Sequential calls to predict using VFE and SVGP models

I have an example where I have to call predict sequentially. Why would SVGP predictions be faster then SGPR in that case? Isn't the time complexity with prediction the same for all sparse models or am I missing something? This is the code I ran for testing it:

from numpy.random import randn
import gpflow

sgpr = gpflow.models.SGPR(X=randn(70000,8), Y=randn(70000,1), kern=gpflow.kernels.SquaredExponential(8), Z=randn(200,8))
sgpr.predict_y(randn(1,8))
%timeit -n 100 -r 7 sgpr.predict_y(randn(1,8))
>>> 128 ms ± 696 µs per loop (mean ± std. dev. of 7 runs, 100 loops each)

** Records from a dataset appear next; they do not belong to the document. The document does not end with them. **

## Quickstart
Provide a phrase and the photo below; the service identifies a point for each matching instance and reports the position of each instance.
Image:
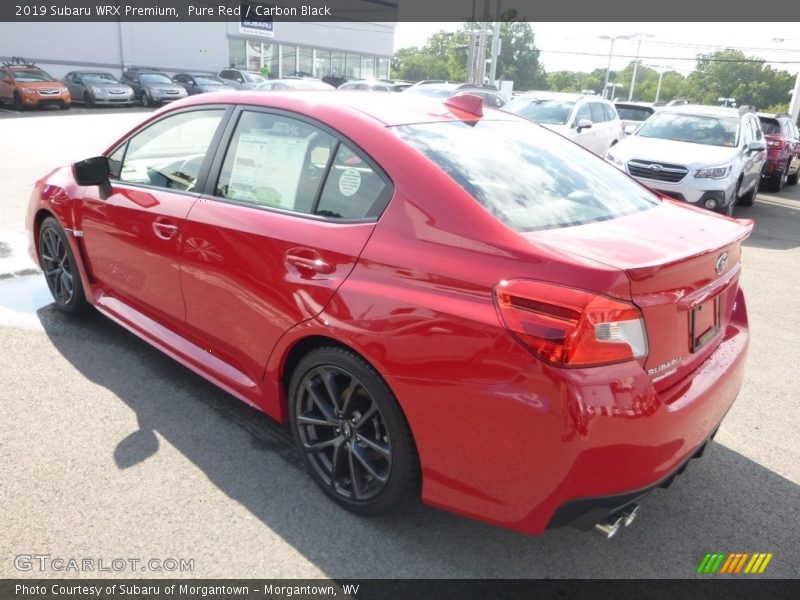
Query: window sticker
(267, 169)
(349, 182)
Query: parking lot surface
(112, 450)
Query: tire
(792, 179)
(777, 181)
(746, 200)
(60, 268)
(351, 433)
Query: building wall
(63, 47)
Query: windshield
(98, 78)
(32, 75)
(542, 110)
(527, 177)
(432, 90)
(254, 78)
(770, 126)
(207, 80)
(634, 113)
(696, 129)
(154, 78)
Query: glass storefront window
(383, 68)
(253, 55)
(367, 67)
(353, 66)
(269, 58)
(236, 53)
(337, 64)
(305, 62)
(322, 63)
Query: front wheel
(351, 433)
(60, 268)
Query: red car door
(283, 227)
(133, 232)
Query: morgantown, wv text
(182, 590)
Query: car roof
(702, 110)
(394, 109)
(560, 96)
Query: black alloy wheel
(60, 269)
(351, 432)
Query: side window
(747, 132)
(353, 190)
(598, 116)
(611, 112)
(276, 162)
(170, 152)
(583, 113)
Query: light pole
(636, 62)
(661, 70)
(613, 39)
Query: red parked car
(439, 301)
(783, 151)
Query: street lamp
(613, 39)
(661, 70)
(636, 62)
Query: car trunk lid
(683, 265)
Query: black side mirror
(92, 171)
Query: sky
(577, 47)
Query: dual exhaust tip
(611, 525)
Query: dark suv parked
(783, 151)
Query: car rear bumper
(514, 454)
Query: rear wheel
(60, 268)
(352, 435)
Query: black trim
(585, 513)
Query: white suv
(708, 156)
(587, 120)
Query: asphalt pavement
(111, 450)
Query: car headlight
(713, 172)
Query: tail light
(568, 327)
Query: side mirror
(92, 171)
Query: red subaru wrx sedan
(440, 301)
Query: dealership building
(354, 50)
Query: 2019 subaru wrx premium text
(525, 336)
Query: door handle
(165, 231)
(316, 265)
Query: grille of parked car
(657, 171)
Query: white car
(705, 155)
(587, 120)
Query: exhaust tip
(609, 528)
(629, 514)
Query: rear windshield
(527, 177)
(634, 113)
(697, 129)
(770, 126)
(550, 112)
(32, 75)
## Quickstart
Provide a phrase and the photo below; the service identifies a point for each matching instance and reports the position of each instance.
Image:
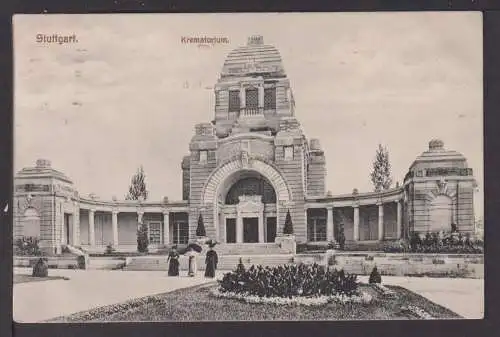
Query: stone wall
(437, 265)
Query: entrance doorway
(230, 230)
(271, 229)
(67, 228)
(250, 230)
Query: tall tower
(253, 158)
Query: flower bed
(451, 243)
(417, 312)
(383, 290)
(363, 298)
(289, 281)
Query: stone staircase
(249, 249)
(226, 262)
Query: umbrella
(211, 243)
(194, 246)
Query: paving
(462, 296)
(87, 289)
(38, 301)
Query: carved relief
(250, 204)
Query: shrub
(289, 281)
(142, 239)
(27, 246)
(375, 276)
(41, 268)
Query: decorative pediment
(442, 186)
(245, 160)
(250, 204)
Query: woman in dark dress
(211, 261)
(173, 262)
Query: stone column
(398, 223)
(356, 223)
(261, 227)
(239, 229)
(380, 221)
(91, 228)
(261, 97)
(139, 218)
(63, 229)
(330, 236)
(114, 224)
(242, 97)
(76, 224)
(166, 227)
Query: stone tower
(253, 139)
(439, 190)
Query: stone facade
(244, 172)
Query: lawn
(197, 304)
(20, 278)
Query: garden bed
(197, 304)
(20, 278)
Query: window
(181, 232)
(316, 228)
(270, 98)
(441, 214)
(234, 101)
(31, 223)
(252, 98)
(155, 233)
(203, 156)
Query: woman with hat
(211, 260)
(173, 262)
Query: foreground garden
(289, 292)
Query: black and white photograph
(248, 167)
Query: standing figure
(173, 262)
(211, 261)
(191, 254)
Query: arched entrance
(240, 189)
(31, 223)
(440, 213)
(247, 208)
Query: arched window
(441, 214)
(31, 223)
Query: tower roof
(436, 155)
(43, 168)
(253, 58)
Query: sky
(129, 93)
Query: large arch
(219, 178)
(441, 213)
(31, 223)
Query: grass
(19, 278)
(196, 304)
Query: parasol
(194, 246)
(211, 243)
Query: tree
(288, 229)
(381, 174)
(200, 230)
(137, 187)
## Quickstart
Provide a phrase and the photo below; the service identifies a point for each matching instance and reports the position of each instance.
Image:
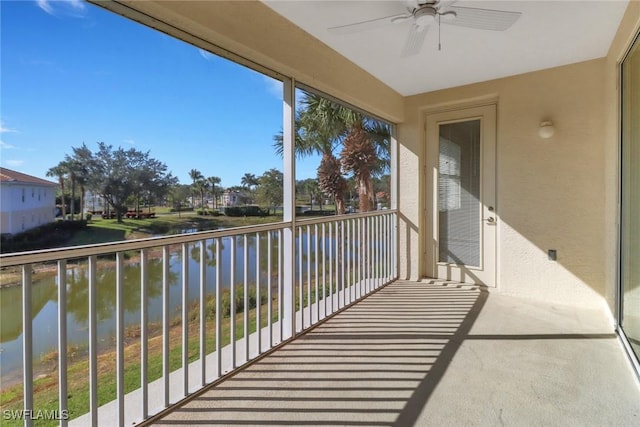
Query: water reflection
(45, 302)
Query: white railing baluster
(245, 314)
(27, 342)
(315, 260)
(203, 313)
(232, 304)
(258, 297)
(280, 285)
(269, 291)
(62, 340)
(324, 268)
(166, 313)
(300, 280)
(348, 258)
(350, 262)
(219, 316)
(120, 327)
(340, 234)
(144, 333)
(332, 280)
(310, 320)
(185, 318)
(93, 342)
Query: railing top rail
(48, 255)
(318, 220)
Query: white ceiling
(547, 34)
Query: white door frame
(486, 272)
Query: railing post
(62, 340)
(93, 342)
(288, 126)
(27, 344)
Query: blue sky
(73, 73)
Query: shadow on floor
(376, 363)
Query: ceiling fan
(423, 13)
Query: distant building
(234, 198)
(25, 201)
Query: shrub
(45, 236)
(250, 210)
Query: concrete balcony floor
(434, 354)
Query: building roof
(8, 175)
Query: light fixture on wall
(546, 129)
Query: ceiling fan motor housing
(425, 16)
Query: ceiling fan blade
(414, 42)
(367, 25)
(482, 19)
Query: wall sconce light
(546, 129)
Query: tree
(195, 176)
(270, 188)
(179, 193)
(59, 171)
(213, 180)
(249, 181)
(202, 185)
(81, 159)
(118, 175)
(320, 128)
(309, 187)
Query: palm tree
(202, 185)
(195, 175)
(249, 180)
(320, 128)
(213, 180)
(362, 157)
(60, 171)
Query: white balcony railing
(215, 300)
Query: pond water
(45, 305)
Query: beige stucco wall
(550, 193)
(627, 31)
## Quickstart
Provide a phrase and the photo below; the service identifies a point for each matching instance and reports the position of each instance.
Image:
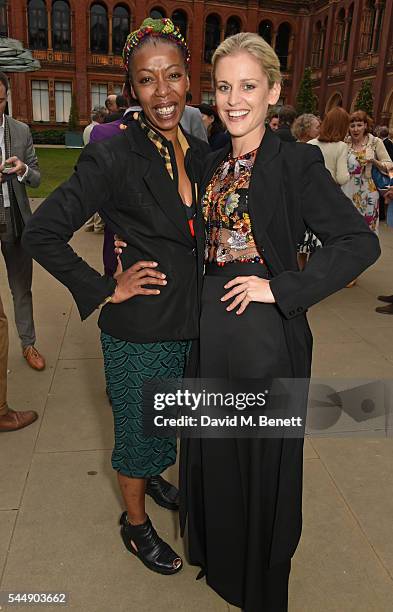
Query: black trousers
(232, 484)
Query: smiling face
(159, 82)
(315, 128)
(357, 129)
(243, 96)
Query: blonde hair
(256, 46)
(302, 125)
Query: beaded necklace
(232, 175)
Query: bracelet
(107, 300)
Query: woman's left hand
(248, 289)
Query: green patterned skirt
(127, 367)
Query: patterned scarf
(7, 146)
(159, 141)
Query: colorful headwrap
(160, 28)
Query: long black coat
(290, 189)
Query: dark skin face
(159, 81)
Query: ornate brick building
(79, 45)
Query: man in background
(192, 122)
(18, 169)
(286, 115)
(116, 108)
(97, 116)
(272, 119)
(10, 420)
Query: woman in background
(333, 130)
(217, 135)
(364, 152)
(306, 127)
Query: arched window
(38, 24)
(157, 13)
(98, 29)
(266, 31)
(315, 45)
(121, 28)
(3, 19)
(61, 25)
(233, 26)
(371, 26)
(212, 36)
(338, 47)
(348, 31)
(282, 44)
(179, 18)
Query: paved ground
(59, 502)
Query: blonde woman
(306, 127)
(242, 497)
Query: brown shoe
(385, 298)
(33, 358)
(12, 421)
(385, 309)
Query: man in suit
(192, 122)
(286, 115)
(10, 420)
(18, 169)
(119, 107)
(384, 135)
(102, 132)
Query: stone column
(197, 49)
(110, 33)
(381, 82)
(325, 64)
(49, 13)
(352, 54)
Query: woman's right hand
(119, 245)
(131, 281)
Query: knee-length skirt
(127, 367)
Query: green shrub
(49, 137)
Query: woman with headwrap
(143, 184)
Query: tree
(305, 101)
(73, 122)
(365, 99)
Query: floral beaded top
(229, 235)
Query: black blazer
(291, 189)
(125, 180)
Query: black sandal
(156, 554)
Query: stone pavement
(59, 503)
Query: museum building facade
(79, 44)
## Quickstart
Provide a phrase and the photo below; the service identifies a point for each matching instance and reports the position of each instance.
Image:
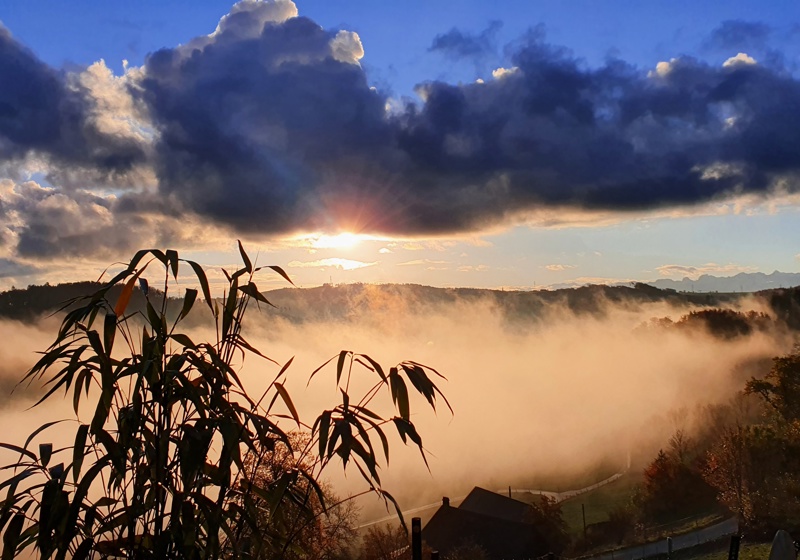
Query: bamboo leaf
(323, 424)
(109, 331)
(125, 295)
(375, 365)
(280, 271)
(45, 452)
(188, 301)
(183, 340)
(251, 290)
(245, 259)
(11, 536)
(288, 401)
(201, 277)
(19, 450)
(79, 451)
(172, 259)
(399, 393)
(340, 365)
(39, 430)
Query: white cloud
(559, 267)
(500, 73)
(741, 58)
(347, 47)
(419, 262)
(471, 268)
(663, 68)
(695, 272)
(341, 264)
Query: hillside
(347, 302)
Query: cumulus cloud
(473, 268)
(694, 272)
(341, 264)
(422, 262)
(740, 58)
(738, 34)
(48, 114)
(269, 126)
(457, 44)
(559, 267)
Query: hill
(357, 302)
(742, 282)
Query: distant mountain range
(742, 282)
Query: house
(501, 526)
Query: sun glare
(343, 240)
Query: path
(686, 540)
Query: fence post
(733, 551)
(416, 538)
(583, 513)
(669, 548)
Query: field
(599, 502)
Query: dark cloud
(271, 133)
(11, 268)
(459, 44)
(269, 125)
(42, 114)
(739, 35)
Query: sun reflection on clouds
(338, 263)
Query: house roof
(490, 503)
(497, 528)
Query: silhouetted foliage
(170, 464)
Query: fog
(533, 401)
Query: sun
(344, 240)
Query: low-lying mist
(534, 401)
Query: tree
(323, 531)
(167, 467)
(385, 542)
(755, 466)
(548, 518)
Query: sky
(508, 144)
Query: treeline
(742, 456)
(354, 301)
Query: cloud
(741, 58)
(457, 44)
(473, 268)
(269, 127)
(49, 114)
(709, 268)
(560, 267)
(737, 34)
(419, 262)
(342, 264)
(10, 268)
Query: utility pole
(416, 538)
(583, 512)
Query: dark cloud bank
(270, 126)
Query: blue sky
(546, 225)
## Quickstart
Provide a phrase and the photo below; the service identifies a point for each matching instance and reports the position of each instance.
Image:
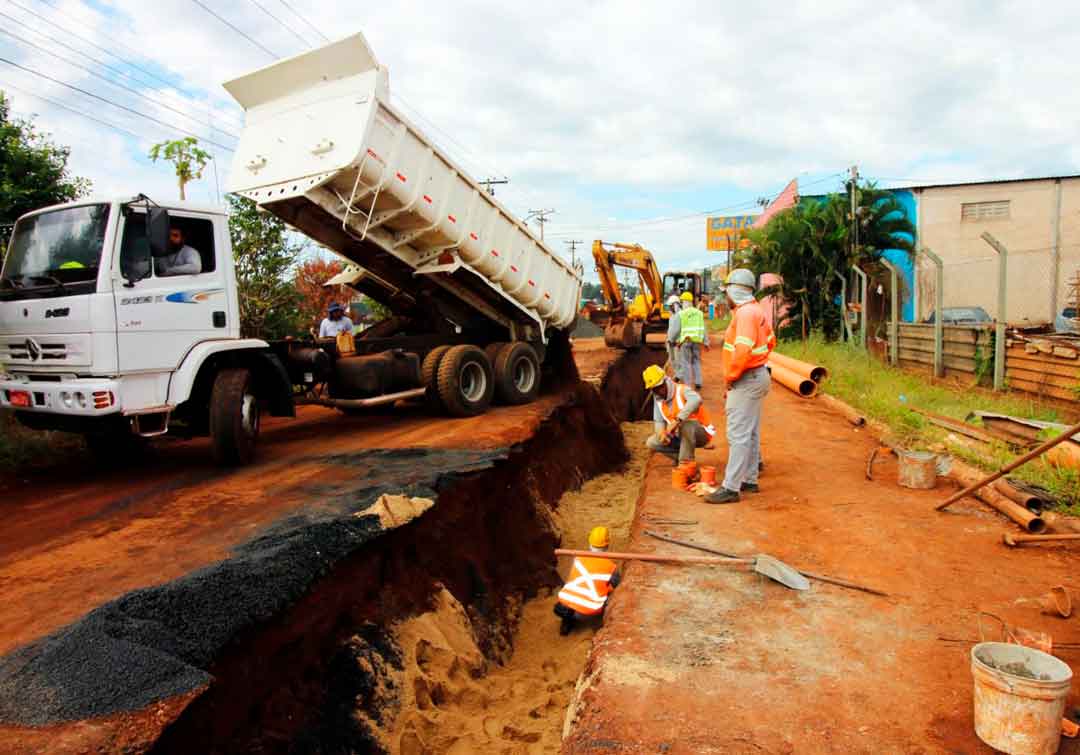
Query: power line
(115, 104)
(94, 44)
(291, 29)
(239, 31)
(309, 24)
(104, 78)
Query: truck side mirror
(157, 231)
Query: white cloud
(637, 110)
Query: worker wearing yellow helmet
(680, 421)
(686, 337)
(591, 581)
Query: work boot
(723, 496)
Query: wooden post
(1002, 319)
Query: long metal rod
(1035, 453)
(811, 575)
(1002, 319)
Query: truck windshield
(58, 247)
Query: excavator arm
(625, 328)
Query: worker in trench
(747, 344)
(686, 337)
(592, 579)
(679, 418)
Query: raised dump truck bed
(323, 149)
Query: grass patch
(887, 395)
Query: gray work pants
(691, 436)
(743, 409)
(688, 363)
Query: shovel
(766, 565)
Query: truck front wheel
(233, 417)
(466, 382)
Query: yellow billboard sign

svgp = gpflow.models.SVGP(X=randn(70000,8), Y=randn(70000,1), kern=gpflow.kernels.SquaredExponential(8), likelihood=gpflow.likelihoods.Gaussian(), Z=randn(200,8))
svgp.predict_y(randn(1,8))
%timeit -n 100 -r 7 svgp.predict_y(randn(1,8))
>>> 6.61 ms ± 913 µs per loop (mean ± std. dev. of 7 runs, 100 loops each)

Solution

This answer is the result from https://github.com/GPflow/GPflow/issues/1030. SGPR computes the predictive posterior exactly from the whole dataset in each iteration, whereas SVGP stores that information in the much smaller q(u) distribution. A workaround is to implement a custom prediction method where the training dependent matrices are precomputed and then reused in each iteration.